Wednesday, December 15, 2010

À rebours, Joris Karl-Huysmans



He went into the dining-room, where a cupboard built into one of the bulkheads contained a series of little barrels set side by side on minute stands of sandalwood, each pierced by a silver spigot low down in its belly. He called this collection of casks of liqueur his mouth organ.

A rod linked all the spigots and controlled them with a single action, so that once the apparatus was set up, it only required the touch of a button concealed in the panelling for every tap to be turned on simultaneously and fill the minuscule goblets which stood beneath them. The organ could then be played. The stops labeled ‘flute, horn, vox angelica’ were pulled out, ready for use. Des Esseintes would drink a drop of this or that, playing interior symphonies to himself, and thus providing his gullet with sensations analogous to those which music affords his ear.

Furthermore, the flavour of each cordial corresponded, Des Esseintes believed, to the sound of an instrument.
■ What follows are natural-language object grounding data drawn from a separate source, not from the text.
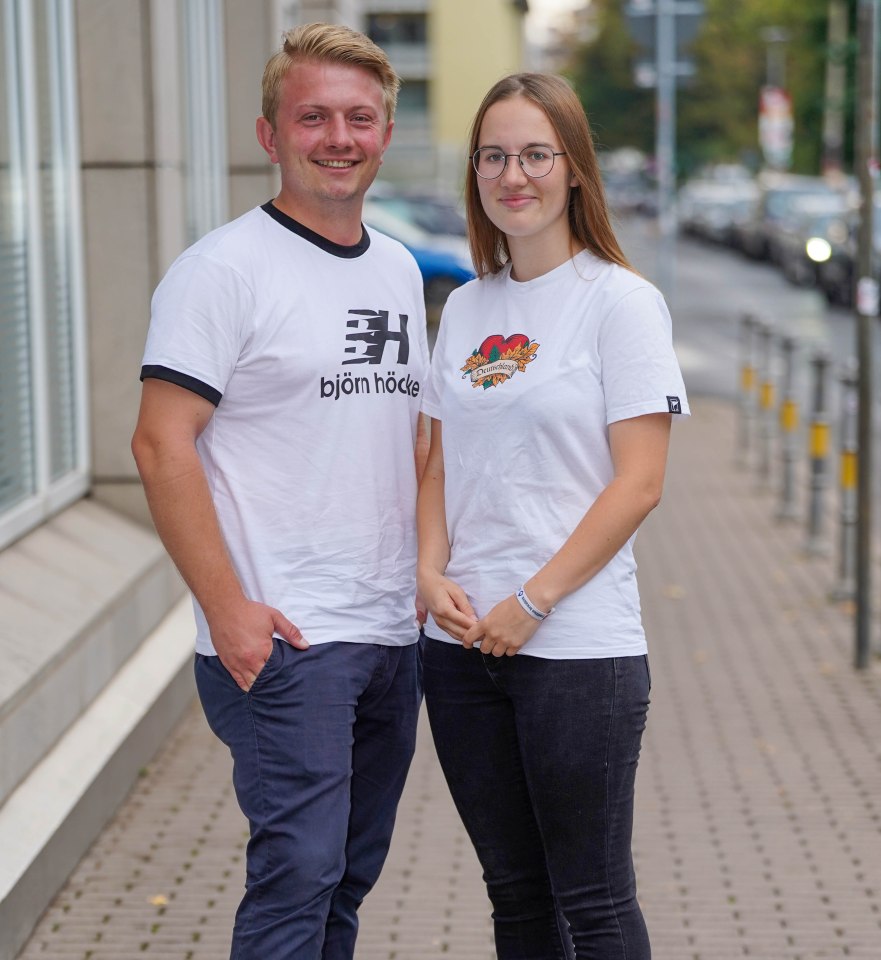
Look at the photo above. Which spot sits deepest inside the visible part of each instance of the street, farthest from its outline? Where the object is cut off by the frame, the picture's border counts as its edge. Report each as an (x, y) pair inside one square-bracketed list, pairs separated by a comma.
[(714, 287)]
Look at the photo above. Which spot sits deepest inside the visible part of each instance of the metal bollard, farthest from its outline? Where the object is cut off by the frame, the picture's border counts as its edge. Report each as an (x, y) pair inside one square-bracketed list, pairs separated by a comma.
[(845, 586), (819, 456), (766, 406), (788, 509), (748, 324)]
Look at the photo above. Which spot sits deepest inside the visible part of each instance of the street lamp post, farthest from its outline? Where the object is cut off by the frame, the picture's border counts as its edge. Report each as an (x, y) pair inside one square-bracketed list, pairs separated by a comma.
[(867, 311)]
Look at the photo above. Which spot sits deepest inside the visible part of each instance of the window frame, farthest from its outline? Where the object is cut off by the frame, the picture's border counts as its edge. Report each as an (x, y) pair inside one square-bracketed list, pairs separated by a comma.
[(48, 496)]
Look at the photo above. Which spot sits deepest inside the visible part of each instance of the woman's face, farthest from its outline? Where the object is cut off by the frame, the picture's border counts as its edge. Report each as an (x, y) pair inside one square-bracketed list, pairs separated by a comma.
[(525, 207)]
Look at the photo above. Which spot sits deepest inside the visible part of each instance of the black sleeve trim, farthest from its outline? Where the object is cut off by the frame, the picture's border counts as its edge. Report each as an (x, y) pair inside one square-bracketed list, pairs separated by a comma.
[(181, 380)]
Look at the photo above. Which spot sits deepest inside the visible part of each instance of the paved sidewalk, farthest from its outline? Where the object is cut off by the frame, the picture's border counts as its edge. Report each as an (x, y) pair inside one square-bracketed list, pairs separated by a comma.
[(759, 793)]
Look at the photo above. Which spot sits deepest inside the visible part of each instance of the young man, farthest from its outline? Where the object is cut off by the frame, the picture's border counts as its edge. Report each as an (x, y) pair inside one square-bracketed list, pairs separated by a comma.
[(282, 381)]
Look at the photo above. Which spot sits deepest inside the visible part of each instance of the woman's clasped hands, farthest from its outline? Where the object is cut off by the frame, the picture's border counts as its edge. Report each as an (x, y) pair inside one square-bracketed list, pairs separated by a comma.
[(502, 632)]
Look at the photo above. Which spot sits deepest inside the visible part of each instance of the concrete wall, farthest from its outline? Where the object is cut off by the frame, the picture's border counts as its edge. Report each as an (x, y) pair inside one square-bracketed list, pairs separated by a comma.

For example, dry curaçao matched the clarinet whose note is penetrating and velvety; kummel, the oboe with its sonorous, nasal resonance; crème de menthe and anisette, the flute, at once honeyed and pungent, whining and sweet; on the other hand kirsch, to complete the orchestra, resonates in a way extraordinarily like the trumpet; gin and whisky overpower the palate with the strident blasts of their cornets and trombones; liqueur brandy booms forth with the deafening racket of the tubas, to the accompaniment of the rolling thunder of the cymbals and the drum as the rakis of Chios and the mastics strike with all their might upon the skin of the mouth!